16 thoughts on “As Forças Armadas ao lado do povo

    • Miguel diz:

      João, mas essa não conta: foi coisa de estilistas, radicais chic — tudo gente da situação. A população tinha ficado toda na praia.

      • fnvv diz:

        Mihuel,
        Se está a falar de 25/4, está enganado;: foi coisa de oficiais do Quadro ( as 500 páginas do Alvorada em Abril explicam tudo), passou-se de madrugada e o povo só se juntou para ver o cabo-de-guerra-colonial Spínola receber o poder de Caetano, que se recusou a entregá-lo a um mero capitão.

  1. Miguel diz:

    FNV, eu sei que foi uma revolta dos oficiais do quadro, mas foi a “tomada” das ruas pelo povo e o seu assentimento entusiastico (embora ,claro, semi-caótico) que deu a legitimidade ao golpe militar. Sem isso, o 25 de Abril não teria o simbolismo que tem, teria sido mais um pronunciamento.

  2. Miguel diz:

    Pois dizem mal.

  3. caramelo diz:

    FNV, isso é a pequena contabilidade das revoluções, não muito diferente da pequena contabilidade dos manifestantes (que alguém tem de fazer, desde que com honestidade e rigor, como em tudo). As colónias inglesas da américa do norte teriam ficado sossegadas durante mais algum tempo, se a metrópole não tivesse decidido aumentar-lhes o preço do chá.

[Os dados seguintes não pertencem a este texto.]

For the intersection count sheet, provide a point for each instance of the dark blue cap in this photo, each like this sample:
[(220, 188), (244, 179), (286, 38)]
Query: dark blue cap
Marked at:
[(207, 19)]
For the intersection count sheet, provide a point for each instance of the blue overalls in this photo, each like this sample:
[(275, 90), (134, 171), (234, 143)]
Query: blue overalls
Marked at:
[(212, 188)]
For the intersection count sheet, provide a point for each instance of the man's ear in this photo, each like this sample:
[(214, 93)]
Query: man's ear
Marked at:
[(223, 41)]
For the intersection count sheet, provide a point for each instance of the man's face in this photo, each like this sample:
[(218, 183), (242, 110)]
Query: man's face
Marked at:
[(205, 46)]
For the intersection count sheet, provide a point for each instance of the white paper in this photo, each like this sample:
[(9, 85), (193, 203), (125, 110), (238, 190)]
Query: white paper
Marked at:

Enquanto alguns valentes afundavam de madrugada os carregamentos de chá ao largo de Boston, a população dormia em paz. Mas as coisas são sempre mais complexas. Lá e cá, enquanto uma parte da população se acomodava, outra parte não, e queria liberdade e progresso, escolas, saúde, etc, que o poder lhes negava. O poder, em ambos os casos, era indiferente e distante. Depois das escaramuças iniciais, o povo, lá e cá, manifestou-se, encheu ruas, desbaratou os opressores, ocupou terras, casas, etc, sob o comando de uma extrema esquerda, que lá se chamavam revolucionários patriotas. A punch line é que em nenhuma revolução o povo decide acordar todo de madrugada para ocupar o poder e não é isso que impede que celebremos a revolução.

    • fnvv diz:

      “isso é a pequena contabilidade das revoluções, não muito diferente da pequena contabilidade dos manifestantes” ?
      Não leves a mal, mas nesses termos desisto de debater.

      • caramelo diz:

        tovarich, não sei se não te denuncie às autoridades por falta de interesse e firmeza no debate revolucionário. Falando sério, deves estar a brincar. Quais “termos”?

      • fnvv diz:

        analogias dessas, Kaganovitch: Um golpe é um golpe, uma revolução é uma revolução, contagem de manifestantes é contagem de manifestantes.

  4. caramelo diz:

    Pronto, não volto a fazer.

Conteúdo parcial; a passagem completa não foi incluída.